Судья оторопела, настороженно ждет, что я скажу.
— Следователь имел повод шантажировать Гуревича обвинением в распространении порнографии.
— С чего вы взяли? — перебивает судья.
— С того, что лежит на вашем столе в вещественных доказательствах. Среди прочих бумаг при обыске был изъят экземпляр рассказа «Баня», который приписывают советскому классику А. Толстому и который, по цензурным понятиям — несомненная порнография. Его прислал мне Гуревич по почте. В соответствии с уголовным законодательством — это распространение, статья 228-я до трех лет.
— Как вы докажете, что это, — Байкова брезгливо тряхнула машинописным текстом, — прислал вам Гуревич?
— Если бы Гуревич был здесь, думаю, он и сам не стал бы отрицать. Кроме того, это может подтвердить моя жена — почтовый конверт распечатывала она.
Судья удалила Наташу из зала и расспросила об обстоятельствах получения рассказа. Когда, как выглядел конверт, что побудило Гуревича прислать его и т. п. Затем вызывают Наташу и повторяют те же вопросы. Наши показания совпадают.
Итак, Гуревичу было чего опасаться, повод для шантажа и мотив оговора доказан. У судьи больше вопросов нет, какое примут решение?
Встает прокурор:
— Показания Гуревича совпадают с первоначальными показаниями подсудимого и потому заслуживают полного доверия. Если кто-то вводит суд в заблуждение, то это сам Мясников, который отказывается от показаний, данных на предварительном следствии и стремится уйти от ответственности.

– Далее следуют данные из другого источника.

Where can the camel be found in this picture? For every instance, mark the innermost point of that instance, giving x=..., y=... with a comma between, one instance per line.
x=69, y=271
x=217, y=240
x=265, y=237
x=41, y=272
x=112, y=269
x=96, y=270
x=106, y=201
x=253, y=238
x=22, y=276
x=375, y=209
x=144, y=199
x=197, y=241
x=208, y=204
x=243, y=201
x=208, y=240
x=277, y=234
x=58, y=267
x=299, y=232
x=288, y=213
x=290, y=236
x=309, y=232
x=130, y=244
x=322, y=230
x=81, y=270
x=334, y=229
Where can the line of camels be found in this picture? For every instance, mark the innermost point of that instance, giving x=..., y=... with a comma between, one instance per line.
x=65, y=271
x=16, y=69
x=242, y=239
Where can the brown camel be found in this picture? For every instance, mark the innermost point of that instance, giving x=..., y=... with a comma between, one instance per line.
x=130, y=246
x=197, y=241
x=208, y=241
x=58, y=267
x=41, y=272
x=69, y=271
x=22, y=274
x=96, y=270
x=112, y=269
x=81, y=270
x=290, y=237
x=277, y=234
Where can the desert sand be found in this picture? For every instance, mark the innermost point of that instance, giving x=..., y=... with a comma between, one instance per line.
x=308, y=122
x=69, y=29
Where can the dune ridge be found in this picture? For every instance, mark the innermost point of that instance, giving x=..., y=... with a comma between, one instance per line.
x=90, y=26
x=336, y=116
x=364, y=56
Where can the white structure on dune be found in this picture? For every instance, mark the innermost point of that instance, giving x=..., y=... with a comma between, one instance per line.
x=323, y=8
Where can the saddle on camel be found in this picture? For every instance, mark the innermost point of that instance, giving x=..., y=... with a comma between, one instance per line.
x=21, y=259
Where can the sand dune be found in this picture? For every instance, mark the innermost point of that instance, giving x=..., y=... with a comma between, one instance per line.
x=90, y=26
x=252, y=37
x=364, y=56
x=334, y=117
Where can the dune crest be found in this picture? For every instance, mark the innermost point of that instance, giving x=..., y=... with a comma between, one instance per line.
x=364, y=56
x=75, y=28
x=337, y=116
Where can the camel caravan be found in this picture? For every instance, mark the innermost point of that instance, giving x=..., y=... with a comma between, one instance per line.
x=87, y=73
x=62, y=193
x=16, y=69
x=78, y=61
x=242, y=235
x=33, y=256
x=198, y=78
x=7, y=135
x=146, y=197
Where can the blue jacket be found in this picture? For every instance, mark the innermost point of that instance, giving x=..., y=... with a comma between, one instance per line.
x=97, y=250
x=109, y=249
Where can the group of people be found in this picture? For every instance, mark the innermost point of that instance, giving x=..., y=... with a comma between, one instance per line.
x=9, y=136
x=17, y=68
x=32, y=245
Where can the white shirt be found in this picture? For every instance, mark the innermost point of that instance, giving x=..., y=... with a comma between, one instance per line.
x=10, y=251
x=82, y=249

Симпатичная козочка лягнула ниже пояса. Трюк, отвлекающий от Гуревича, перехват инициативы у защиты. Аукнулось. Спасательный круг, подсунутый в свое время следователем, теперь камнем летит из прокурорской пращи. Речь идет о моем сентябрьском заявлении, где я писал, что если Филиппов, Попов и другие утверждают, что я давал им текст, то, значит, давал. Это показывает и Гуревич. Однако следователь обманул меня, никто, кроме Гуревича, ничего подобного не говорил и, обнаружив это на закрытии дела, я сделал в акте запись об ошибочности спровоцированных следователем показаний. Показания Гуревича отчасти совпадают только с тем, что было подсказано мне следователем, в остальном у нас с ним ничего общего. Прокурорша демонстрирует высший пилотаж изворотливости:
— Где вы писали свое заявление: в кабинете следователя или в камере? В камере? Хорошо. Присутствовал ли при этом следователь? Не присутствовал. Вот видите, граждане судьи, Мясников писал свое заявление сам, а пытается нас уверить, что писал под диктовку следователя.
Логика идиота оказывается все же лучше, когда никакой другой логики нет. Она и сама понимает это, губы, глаза не скрывают иронии, но чем-то надо скреплять обвинительную развалюху. Шьет той же гнилой дратвой, которой сшито все дело. Конечно, на такой нитке ничего не держится, да это и не требуется, сажают просто потому, что они сильнее. Но должна же быть хоть видимость правосудия, какой-никакой логики обвинения. Навести тень на плетень — это искусство сейчас демонстрировала прокурор Сербина. Это совсем не сложно, когда плетень подрублен, когда все решено до суда. Надо отдавать ей должное: она не очень скрывала того, что играет. Да, я артистка, у меня работа такая — я играю. Иной раз взглянет проникновенно, как бы подсказывая: «Разве можно к этому относиться серьезно?» «Не лезь в бутылку — играй и ты — тебе же лучше!» До сих пор теплы были эти коричневые глаза над облегающим зеленым свитером. Но за два дня, возможно, подумала она, что я так ничего и не понял, не принял их условий игры и вообще не собирался играть. Наоборот, несколько раз ставил обвинение в трудное положение. А это, по их понятиям, совсем уж недопустимо. И коричневые глаза засветились кошачьей яростью, стали мы, как кошка с собакой. Судья и прокурор уже не стесняются. Каждым жестом и словом теперь дают понять, что все сказанное в защиту не имеет для них никакого значения. Им все позволено. Приказано сшить дело — и оно будет сшито, любыми нитками. Только это имеет значение. И если я не хочу этого понять, тем хуже для меня.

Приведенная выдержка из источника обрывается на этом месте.